Auto Supplier Faurecia Opens $30m Auburn Hills Headquarters


By Dustin Blitchok, The Oakland Press

AUBURN HILLS >> Faurecia, one of the nation’s largest automotive suppliers, has invested about $30 million in new North American headquarters near University Drive and I-75 where about 700 employees work.

The French company has about 100,000 employees worldwide, and North American sales totaled $6.25 billion last year, or one-third of the supplier’s business.

The Auburn Hills headquarters and automotive seating technical center is “a key milestone in our development in North America and worldwide,” Faurecia Chairman and CEO Yann Delabrière said Wednesday.

Seats and interior components for Faurecia’s automotive clients are developed and tested in labs at the three-story, 278,000-square-foot building on High Meadows Drive. The company moved employees to the new facility from other locations in Auburn Hills and Troy.

Michigan Economic Development Corporation CEO Michael Finney said the state is home to more than 375 research-and-development centers.

“We’ve never had the focus on growing the auto sector that we have now.”

Finney said that when his son graduated from college, he told his father he wanted to work in the auto industry because of the technology that’s developed in the field.

Oakland County Executive L. Brooks Patterson said employment growth in the research-and-development side of the automotive business shows progress in diversifying Oakland County’s economy.

“Innovation is clearly driving the success of this company,” Patterson said of Faurecia.

The R & D work Patterson referenced was visible in the large, bright labs at Faurecia that work with everything from prototype construction to endurance testing.

Christopher Kus, 33, of Troy, conducts noise, vibration and harshness testing at Faurecia. Seats and even entire cars can be moved inside a room where the walls and ceiling are covered in dozens of perforated sound-deadening cones that bring noise levels to about 0 decibels.

When someone steps into the room and closes the door, their voice sounds different and even their balance can be affected by the deadened environment, which is used to evaluate the sounds made by parts such as seat motors.

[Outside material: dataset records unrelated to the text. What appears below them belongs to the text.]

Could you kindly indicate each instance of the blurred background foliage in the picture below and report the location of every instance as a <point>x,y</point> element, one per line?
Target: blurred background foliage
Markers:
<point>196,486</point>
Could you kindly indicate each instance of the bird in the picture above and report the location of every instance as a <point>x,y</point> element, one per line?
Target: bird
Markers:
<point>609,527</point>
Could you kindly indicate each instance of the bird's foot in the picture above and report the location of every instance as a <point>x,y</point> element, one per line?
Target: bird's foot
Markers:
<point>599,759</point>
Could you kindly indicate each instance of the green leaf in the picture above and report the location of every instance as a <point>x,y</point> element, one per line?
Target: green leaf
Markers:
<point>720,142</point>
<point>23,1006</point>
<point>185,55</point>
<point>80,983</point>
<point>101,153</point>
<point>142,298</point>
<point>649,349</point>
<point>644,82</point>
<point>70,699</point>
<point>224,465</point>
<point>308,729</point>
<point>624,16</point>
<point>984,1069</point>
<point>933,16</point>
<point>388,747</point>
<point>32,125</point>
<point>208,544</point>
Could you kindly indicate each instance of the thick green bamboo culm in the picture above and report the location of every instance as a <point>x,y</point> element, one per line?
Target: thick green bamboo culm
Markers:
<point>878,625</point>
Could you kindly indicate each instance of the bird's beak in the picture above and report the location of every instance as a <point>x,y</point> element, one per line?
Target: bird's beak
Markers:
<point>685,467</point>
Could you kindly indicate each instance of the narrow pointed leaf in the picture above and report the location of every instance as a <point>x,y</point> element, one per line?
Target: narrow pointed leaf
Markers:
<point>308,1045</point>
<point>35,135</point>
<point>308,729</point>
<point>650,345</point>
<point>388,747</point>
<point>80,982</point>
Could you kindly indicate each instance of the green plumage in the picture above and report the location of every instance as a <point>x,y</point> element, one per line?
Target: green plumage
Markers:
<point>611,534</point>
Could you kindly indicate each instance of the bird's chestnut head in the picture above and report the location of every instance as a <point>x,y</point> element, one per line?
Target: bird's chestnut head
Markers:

“You can’t hear any quieter than this lab,” Kus said.

A dummy wearing a binaural ear, or microphone in each ear, sat strapped into a car seat in the room. Engineers consider factors such as how the window near a driver’s head, a “near field,” affects their perception of sound.

In the company’s pilot building lab, employees work on products that are being developed for manufacturing at plants as close by as Sterling Heights.

At the 23,000-square-foot validation lab, a small robot repeatedly pulled a headrest up and down to test its life cycle, something it will do 9,000 times. Another hydraulic robot nearby was applying a load to a seat to test fatigue.

Products are placed in environmental chambers to test them at temperatures ranging from minus 40 to 85 degrees Celsius, or minus 40 to 185 Fahrenheit.

The company’s metal shop builds prototype seats and components hands-on from engineering blueprints. Manager Jerry Lambert, 57, of Lake Orion, has worked at Faurecia for more than two decades.

“When I started here 24 years ago, there were only 18 (employees) in North America,” Lambert said. The company now employs more than 20,000 people at locations in the United States, Canada and Mexico.

Auburn Hills Mayor Kevin McDaniel said city officials have been looking forward to the opening of Faurecia’s new headquarters ever since approving the project last year.

“It’s great corporate citizens like Faurecia that make Auburn Hills a great place to live, work and play.”